99(1), 98(2), 96(4), 92(7), 90(5), 88(13), 86(11), 83(7), 80(5), 78(4), 75(3), 60(1)

The data, as presented, is arranged in descending order and is referred to as an ordered array. But, as given, it is difficult to determine any trend or other information from the data. However, if the data is tabled and/or plotted some additional information may be obtained. When the data is ordered as shown, a frequency distribution can be seen that was not apparent in the previous list of grades.

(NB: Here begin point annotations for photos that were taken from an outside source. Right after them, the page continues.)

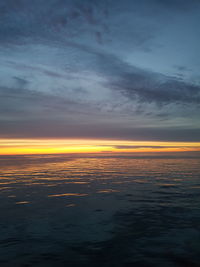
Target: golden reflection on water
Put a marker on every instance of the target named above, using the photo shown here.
(38, 177)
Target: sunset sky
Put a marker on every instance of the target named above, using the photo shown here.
(99, 76)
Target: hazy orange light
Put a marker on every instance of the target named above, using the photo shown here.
(56, 146)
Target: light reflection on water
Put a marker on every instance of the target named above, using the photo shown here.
(100, 211)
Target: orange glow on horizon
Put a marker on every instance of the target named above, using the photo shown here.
(61, 146)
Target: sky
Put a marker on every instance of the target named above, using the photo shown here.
(110, 69)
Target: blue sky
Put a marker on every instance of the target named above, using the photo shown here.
(100, 69)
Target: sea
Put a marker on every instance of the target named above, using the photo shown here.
(100, 210)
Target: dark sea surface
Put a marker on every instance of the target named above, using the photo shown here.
(106, 210)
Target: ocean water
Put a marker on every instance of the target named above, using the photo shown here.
(106, 210)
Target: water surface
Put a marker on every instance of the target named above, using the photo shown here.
(66, 210)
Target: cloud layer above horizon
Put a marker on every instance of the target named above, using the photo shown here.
(100, 69)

In summary, one method of obtaining additional information from a set of data is to determine the frequency distribution of the data. The frequency distribution of any one data point is the number of times that value occurs in a set of data. As will be shown later in this chapter, this will help simplify the calculation of other statistically useful numbers from a given set of data.

The Mean

One of the most common uses of statistics is the determination of the mean value of a set of measurements. The term "Mean" is the statistical word used to state the "average" value of a set of data. The mean is mathematically determined in the same way as the "average" of a group of numbers is determined.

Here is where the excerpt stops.